My wife has always called me a stealth diversity experience because, from the outside, I don’t clock as queer or kinky or pagan. I look like the nice middle-aged white lady next door — but then people talk to me. And I am all of those things, I’m just also queer, kinky, polyam, pagan, and ace.
I grew up in a military family who moved regularly, often across major bodies of water. What I learned from this was that every place has its particular beauty, no one place is better than another, and people come in a delightfully broad span of personalities and characteristics. While there are many things that weren’t great about this upbringing for me personally, I will always value the way it expanded my horizons.
I spent my twenties in academia after getting a degree in creative writing, because I somehow thought it was “more practical” than writing. (This is what happens when 19-year-olds make major decisions.) I don’t regret grad school (I loved grad school, actually), but I hated my tenure-track job, so I left, which shocked my family and most of my friends.
I also met and married my wife, Qira, in my late 20s, which shocked my family in a different way. My friends weren’t surprised by my being queer, but some of them were surprised by our extremely pagan wedding, which included a fire breather. If you can’t have a fire breather at your wedding, when can you have a fire breather, I ask?
After I left academia, I worked a series of corporate jobs that paid the bills and let me do my real work: digging into this experience of being human.
I received a 2nd degree initiation in Stone Circle Wicca, I did extensive and intensive work with the Enneagram with Russ Hudson and Jessica Dibb, I participated in transformative online communities with Havi Brooks, and I earned a coaching certification with Martha Beck. I also spent a lot of time in therapy. (Like, a lot.)
Life also gave me lots of opportunities to practice. In the last twenty years, Qira and I have (together or separately) changed careers, gone back to school, gone to grad school, moved across the country, developed chronic illnesses, learned to manage mental illnesses, lived into an evolving sexuality together, opened our marriage, and dealt with significant health crises. We have gone through it.
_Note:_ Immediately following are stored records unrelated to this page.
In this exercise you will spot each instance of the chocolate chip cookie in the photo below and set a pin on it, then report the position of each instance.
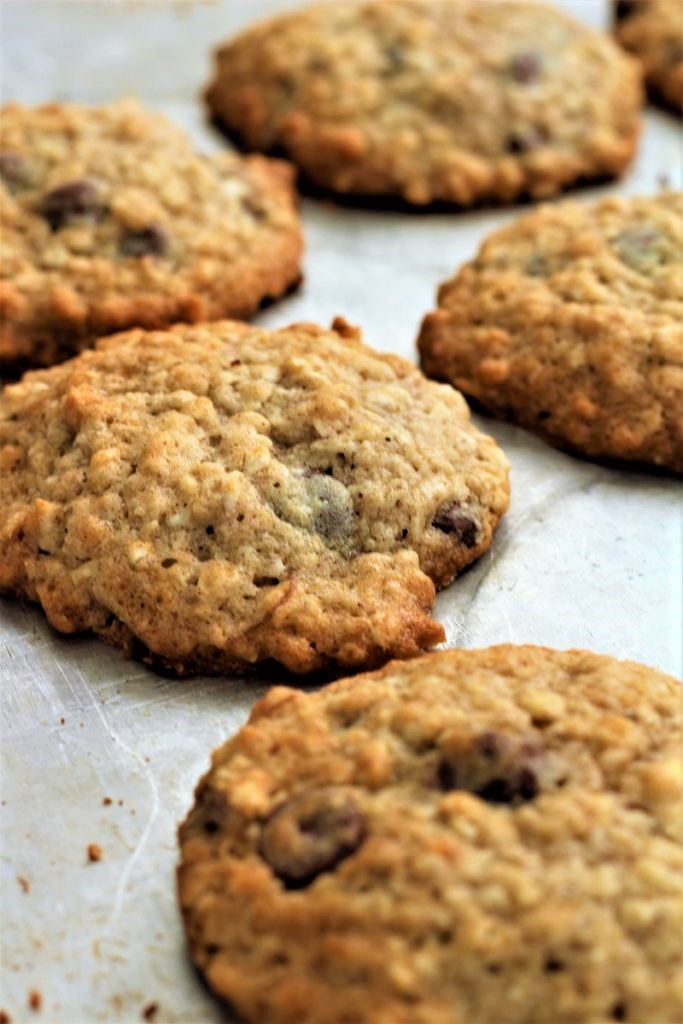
(570, 322)
(432, 100)
(110, 219)
(210, 497)
(652, 30)
(470, 837)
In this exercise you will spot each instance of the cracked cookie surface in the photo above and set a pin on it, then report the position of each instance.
(214, 496)
(470, 837)
(570, 322)
(456, 101)
(652, 31)
(110, 219)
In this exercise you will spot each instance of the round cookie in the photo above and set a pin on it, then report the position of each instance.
(470, 837)
(570, 322)
(652, 30)
(431, 100)
(213, 496)
(109, 219)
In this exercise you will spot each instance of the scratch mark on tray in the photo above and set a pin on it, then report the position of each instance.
(144, 835)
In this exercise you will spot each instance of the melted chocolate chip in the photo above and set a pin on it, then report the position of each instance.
(524, 141)
(332, 506)
(14, 170)
(525, 68)
(70, 202)
(311, 834)
(255, 207)
(152, 241)
(495, 767)
(627, 7)
(452, 519)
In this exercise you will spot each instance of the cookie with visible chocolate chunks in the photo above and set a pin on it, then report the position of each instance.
(652, 31)
(471, 837)
(569, 321)
(110, 219)
(462, 101)
(211, 497)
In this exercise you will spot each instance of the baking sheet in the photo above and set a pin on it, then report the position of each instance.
(588, 556)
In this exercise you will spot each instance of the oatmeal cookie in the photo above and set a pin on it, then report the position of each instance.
(470, 837)
(652, 30)
(109, 219)
(570, 322)
(459, 101)
(213, 496)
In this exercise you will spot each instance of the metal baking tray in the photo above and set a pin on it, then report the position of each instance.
(99, 750)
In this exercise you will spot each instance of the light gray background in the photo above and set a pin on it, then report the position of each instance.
(588, 557)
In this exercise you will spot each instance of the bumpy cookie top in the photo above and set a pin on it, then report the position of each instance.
(110, 219)
(469, 837)
(221, 495)
(432, 100)
(570, 321)
(653, 31)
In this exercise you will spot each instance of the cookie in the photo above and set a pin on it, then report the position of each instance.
(431, 100)
(210, 497)
(570, 322)
(652, 30)
(470, 837)
(109, 219)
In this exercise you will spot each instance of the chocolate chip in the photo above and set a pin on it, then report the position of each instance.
(332, 506)
(152, 241)
(452, 519)
(14, 170)
(627, 7)
(500, 769)
(524, 140)
(394, 58)
(72, 202)
(311, 834)
(254, 207)
(525, 68)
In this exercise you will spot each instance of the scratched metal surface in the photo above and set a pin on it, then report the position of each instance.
(587, 557)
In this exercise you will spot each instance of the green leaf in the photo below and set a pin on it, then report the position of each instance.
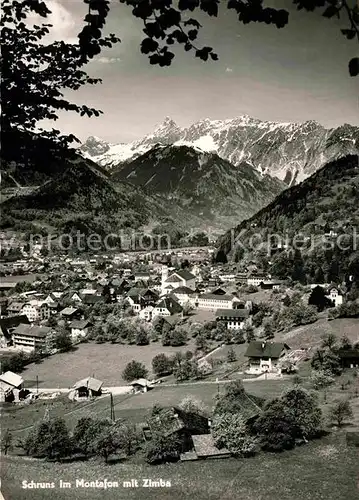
(349, 33)
(354, 66)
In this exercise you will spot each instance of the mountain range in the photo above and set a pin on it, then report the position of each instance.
(290, 152)
(168, 186)
(321, 214)
(200, 183)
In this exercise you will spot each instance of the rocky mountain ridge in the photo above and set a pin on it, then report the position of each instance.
(289, 151)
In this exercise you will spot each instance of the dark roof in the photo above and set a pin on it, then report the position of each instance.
(182, 273)
(218, 291)
(214, 296)
(141, 292)
(173, 279)
(13, 321)
(32, 330)
(186, 275)
(348, 353)
(233, 313)
(80, 324)
(183, 290)
(258, 349)
(170, 304)
(205, 447)
(69, 311)
(15, 306)
(89, 383)
(92, 299)
(173, 419)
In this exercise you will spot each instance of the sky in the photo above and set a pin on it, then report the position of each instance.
(294, 74)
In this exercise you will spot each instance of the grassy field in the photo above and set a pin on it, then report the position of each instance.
(135, 408)
(321, 470)
(310, 335)
(104, 361)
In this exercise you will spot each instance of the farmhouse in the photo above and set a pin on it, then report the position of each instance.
(70, 313)
(14, 308)
(204, 448)
(272, 284)
(166, 307)
(141, 385)
(28, 337)
(146, 313)
(335, 296)
(256, 279)
(214, 301)
(183, 295)
(235, 319)
(79, 328)
(175, 422)
(142, 277)
(139, 298)
(7, 325)
(264, 356)
(177, 279)
(349, 357)
(88, 387)
(11, 386)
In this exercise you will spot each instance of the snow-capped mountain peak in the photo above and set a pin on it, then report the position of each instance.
(288, 151)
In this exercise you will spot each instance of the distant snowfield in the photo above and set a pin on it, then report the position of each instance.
(287, 151)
In fact, we have, individually and together, been through things that could easily have broken us up, but our lives and our marriage are better today than they’ve ever been.
There are lots of reasons for that, but they largely boil down to two things. First, we’ve each been working on noticing and relaxing the habitual patterns that get in our way. Second, we’ve each been unpeeling the layers of should off of ourselves so we can land in yes.
Today, we live in the PNW with our cat Maia and a lot of moss.